Umso bewundernswerter sind die Journalisten, die sich nicht demotivieren lassen, die ihren Beruf ernst nehmen. Es gibt sie, keine Frage, doch selbst die Wochenmagazine überraschen wenig. Skandale, und es gäbe viele, werden fast nie systematisch verfolgt. Die Themenkonjunktur verläuft nach dem Muster »Vor der Sarkozy-Rede – die Sarkozy-Rede – Reaktionen auf die Sarkozy-Rede«. Die Radiosender wiederum, die Regionalzeitungen und Wirtschaftsblätter, die weithin gute Qualität bieten, können allein die Öffentlichkeit nicht herstellen, die ein großes Land wie Frankreich braucht.
Dass es so etwas wie eine gesellschaftliche Realität gibt, teilt sich dem Publikum eigentlich nur mit, sobald sie gestört wird: wenn Streiks das Land lahmlegen. Und im Internet. Es ist in Frankreich so voll, wie die übrigen Medien leer sind. Blogs und Facebook erzeugen politische Öffentlichkeit, mit ihnen organisieren sich Parteien und Bewegungen, sie sind beinahe so wichtig wie in Amerika. Aber was bedeutet das für die Medienunternehmen?
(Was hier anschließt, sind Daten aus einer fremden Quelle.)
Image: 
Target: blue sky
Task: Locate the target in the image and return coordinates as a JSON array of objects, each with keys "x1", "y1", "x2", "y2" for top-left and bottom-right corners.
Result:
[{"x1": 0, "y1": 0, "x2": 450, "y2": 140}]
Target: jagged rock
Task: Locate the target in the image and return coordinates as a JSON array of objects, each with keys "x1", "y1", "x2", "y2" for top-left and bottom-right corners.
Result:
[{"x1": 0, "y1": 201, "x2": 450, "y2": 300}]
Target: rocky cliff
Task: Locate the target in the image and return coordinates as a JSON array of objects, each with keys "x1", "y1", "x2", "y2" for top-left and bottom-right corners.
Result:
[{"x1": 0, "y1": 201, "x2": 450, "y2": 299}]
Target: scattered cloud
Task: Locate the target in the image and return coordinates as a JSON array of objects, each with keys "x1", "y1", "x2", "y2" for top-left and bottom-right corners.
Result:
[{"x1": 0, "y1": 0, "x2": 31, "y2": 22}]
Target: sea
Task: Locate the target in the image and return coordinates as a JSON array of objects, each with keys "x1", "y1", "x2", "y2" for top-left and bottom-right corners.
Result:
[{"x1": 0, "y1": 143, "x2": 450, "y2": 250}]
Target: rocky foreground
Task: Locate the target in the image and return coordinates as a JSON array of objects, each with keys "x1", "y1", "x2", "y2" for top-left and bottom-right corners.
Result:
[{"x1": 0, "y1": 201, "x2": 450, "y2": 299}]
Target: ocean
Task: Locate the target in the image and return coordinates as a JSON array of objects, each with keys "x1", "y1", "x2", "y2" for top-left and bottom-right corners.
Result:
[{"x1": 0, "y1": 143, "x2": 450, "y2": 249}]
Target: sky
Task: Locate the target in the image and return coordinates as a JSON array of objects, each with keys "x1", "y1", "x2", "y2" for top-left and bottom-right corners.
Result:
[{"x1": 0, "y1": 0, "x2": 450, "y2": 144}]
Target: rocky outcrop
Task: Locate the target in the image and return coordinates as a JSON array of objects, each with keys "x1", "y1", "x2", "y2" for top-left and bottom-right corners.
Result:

»Es lebe der Neojournalismus«, so stand es kürzlich im Express, als er seine 3001. Ausgabe feierte. Die Verlage freuen sich erst mal auf die zusätzlichen 600 Millionen Euro. Das jedenfalls war Sarkozys Rede für die Presse wert. Trotzdem sagt zum Beispiel Franz-Olivier Giesbert: »Der Staat hat sich schon zu sehr eingemischt.« Und nicht jeder lässt sich gern vom Staatschef darüber belehren, wie er seinen Job zu machen hat. Etwa als dieser auf dem Empfang forderte: »Immer an die Leser denken!«
Der Präsident zappelte, gestikulierte, beklagte die zu geringe Zahl der Zeitungsboten – und überspielte somit wortreich die Tatsache, dass er sich in Wahrheit nicht an eine Reform der Medienwelt herantraut. Sarkozys größte Sorge ist eine soziale Explosion. Und so ist der Moment ungünstig, sich mit den Druckergewerkschaften anzulegen. Oder mit den Journalisten. Also lief die Reformrhetorik leer, die Spannung wich, und auf einmal merkte man, wie hart die Stühle im Élysée waren.
Die Gazette übrigens verlor mit dem Tod von Kardinal Richelieu im Jahre 1642 ihren Gönner. Die Gegner des Hofes machten ihrem Monopol schließlich ein Ende. Rund 150 Jahre später waren Zeitungen Orte der Aufklärung, der Debatte und der Leidenschaft geworden. Aber da war ja auch Revolution.